[Greasemonkey] a difference in vision

Aaron Boodman zboogs at gmail.com
Thu May 26 19:43:38 EDT 2005


Wow. Evan paints a pretty dire picture.

I think the situation is somewhat less disastrous. Yeah gm is being
used in ways I didn't forsee. But that's pretty cool. True, I think
people are trying to build too much robustness into something
fundamentally balanced on shifting soil, but hey people can do what
they want.

I cannot deny, I disagree with some (ok many) of the bells and
whistles people want to add. But hey, I'm entilted to my opinion.
Those who know me know that I tend to be somewhat of a

> minimalist nazi

, but it's all good. I can be convinced. Just not with "everyone else
does it" and "duh, can't you see" arguments. And hey, if you really
really really must have attribution for your thirty line user script
show up in the UI, branch Greasemonkey and create your own.
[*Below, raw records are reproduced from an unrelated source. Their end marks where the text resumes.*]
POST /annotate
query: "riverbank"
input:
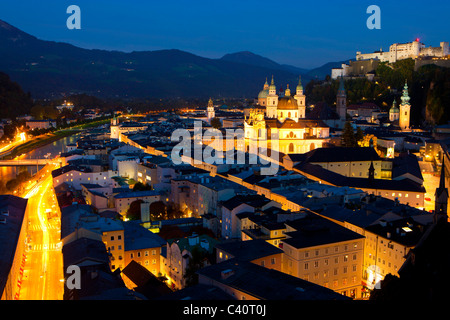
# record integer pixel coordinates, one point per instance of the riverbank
(38, 142)
(49, 138)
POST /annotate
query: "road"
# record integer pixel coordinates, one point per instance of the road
(43, 273)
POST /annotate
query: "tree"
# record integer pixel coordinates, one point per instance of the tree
(348, 136)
It's open
source, yo.

-- 
Aaron

On 5/26/05, Evan Martin <evan.martin at gmail.com> wrote:
> [Disclaimer: my opinions are derived from hanging out and talking with
> Aaron but he hasn't vetted this mail.  But he's also too nice to write
> this email, so I get to do it!]
> 
> I think the original vision for Greasemonkey was that user scripts
> would be tiny, ephemeral things; quick hacks that are passed around
> and that break as site owners change their sites.  The analogy was
> shell scripts -- you write them once to solve your task and then you
> forget about them, or if you share them, you share them as a snippet
> of code in an email and not as complicated .tar.gz download.
> 
> Somehow along the way people began using Greasemonkey for something
> else: complicated and tricky modifications that reached deep into a
> site.  Those are cool, with "far-reaching implications" and all of
> those nice phrases people like to post to their blogs about.  But
> they're complicated, and there are already provisions in Mozilla for
> distribution, versioning, and autoupdate.  They're called extensions.
> 
> This is why Aaron wanted to integrate a script editor -- not because
> of feature creep, but because a script is something you do immediately
> when a page annoys you.  Or you take someone else's script that makes
> a textbox 600px wide and you tweak it to make it 800px wide.  This is
> why a author tag doesn't fit in -- because by their very nature the
> scripts are derivative of someone else's work anyway and somebody
> farther down the road will continue to change them.  It's 20 lines of
> obvious code, why are we worrying about copyright and licensing of
> derivative works?
> 
> With all of that said, I there's obviously place in the world for the
> Lickrs and the Book Burros, and maybe the solution isn't converting
> all of them to extensions.  But as everyone sits here and tries to
> figure out ways to embed HTML and images and more metadata into their
> single file of javascript I can't help but point out that there's an
> easy way to package disparate data together: it's called tar.
> 
> How do you reconcile these views?  I see two options:
>  - creature feep Greasemonkey into extensionmanager++; or
>  - fork Greasemonkey into a bigger brother (I proposed to Aaron
> "Greaseape", but that's lame) that does extension management with
> signing and author metadata and tarballs and autoupdates and XUL
> hacking and menu commands and preference panes.
> 
> I don't much like either of them, but I don't see any other options.